One new feature Google hasn’t publicly disclosed is a change in the way recent apps/multitasking works. But according to 9to5Google, the Android Recents user interface is getting a major overhaul.
First up, it looks like Google is going to show recent apps as a group of horizontal cards you can swipe through, rather than the current vertical stack. This should give you a bigger preview of recently used applications, but otherwise the menu will work pretty much the same: you can swipe between cards to switch tasks or swipe up to remove an app from the list of recents.
Second, and more surprisingly, it looks like Google is getting rid of the dedicated Recents button.
Instead, users will be able to launch the recent apps menu by swiping up on the new home button (which 9to5Google describes as a “pill icon”).
That means you just get two buttons: home and back. It looks a little off balance, to my eyes, since the home button is still in the center and the back button to the left. But the recents button reportedly goes away altogether when you’re at the home screen, which means the only button you’ll see is the new home/pill/recents button at the bottom of the screen.

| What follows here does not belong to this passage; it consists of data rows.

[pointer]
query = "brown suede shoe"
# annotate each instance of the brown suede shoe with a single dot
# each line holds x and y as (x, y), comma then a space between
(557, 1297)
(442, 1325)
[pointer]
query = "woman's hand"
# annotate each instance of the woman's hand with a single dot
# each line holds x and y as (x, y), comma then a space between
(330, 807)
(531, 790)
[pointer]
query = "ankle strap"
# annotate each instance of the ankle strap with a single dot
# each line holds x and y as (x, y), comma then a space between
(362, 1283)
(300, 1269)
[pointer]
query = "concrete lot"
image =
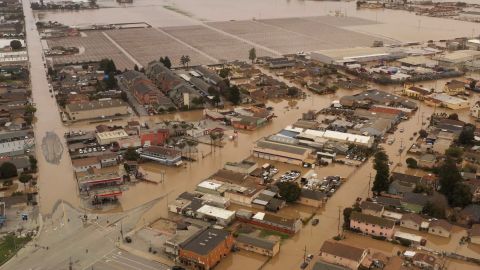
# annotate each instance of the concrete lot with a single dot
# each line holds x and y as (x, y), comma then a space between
(118, 259)
(94, 46)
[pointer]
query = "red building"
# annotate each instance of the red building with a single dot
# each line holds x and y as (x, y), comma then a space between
(206, 248)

It’s possible that this could be a first step toward Google eventually doing away with on-screen buttons altogether. The first Android phones had physical buttons below the screen. Eventually Google added virtual buttons to Android’s user interface, allowing phone makers to do away with the physical buttons, making it easier to use a phone or tablet when it’s in portrait, landscape, or any other mode (like when it’s rotated 180 degrees so the USB port is on the top instead of the bottom).
A move toward gesture-based navigation could be the next step, and one that would seem well-suited for the current moment, when a growing number of phone makers are releasing phones with slim bezels. If you don’t have much bezel to hold onto, you might accidentally hit an on-screen button just by holding your phone in your fingers. But if you need to make a specific gesture instead of just tapping a part of the display, it’s less likely that you’ll open the recent apps menu by accident.
That said, it looks like the home and back buttons aren’t going anywhere yet. So maybe Google has some other reason for eliminating the Recents key.
Or maybe this is just an experimental user interface that 9to5Google stumbled upon… and it’s one that may or may not end up in the final version of Android P that ships later this year.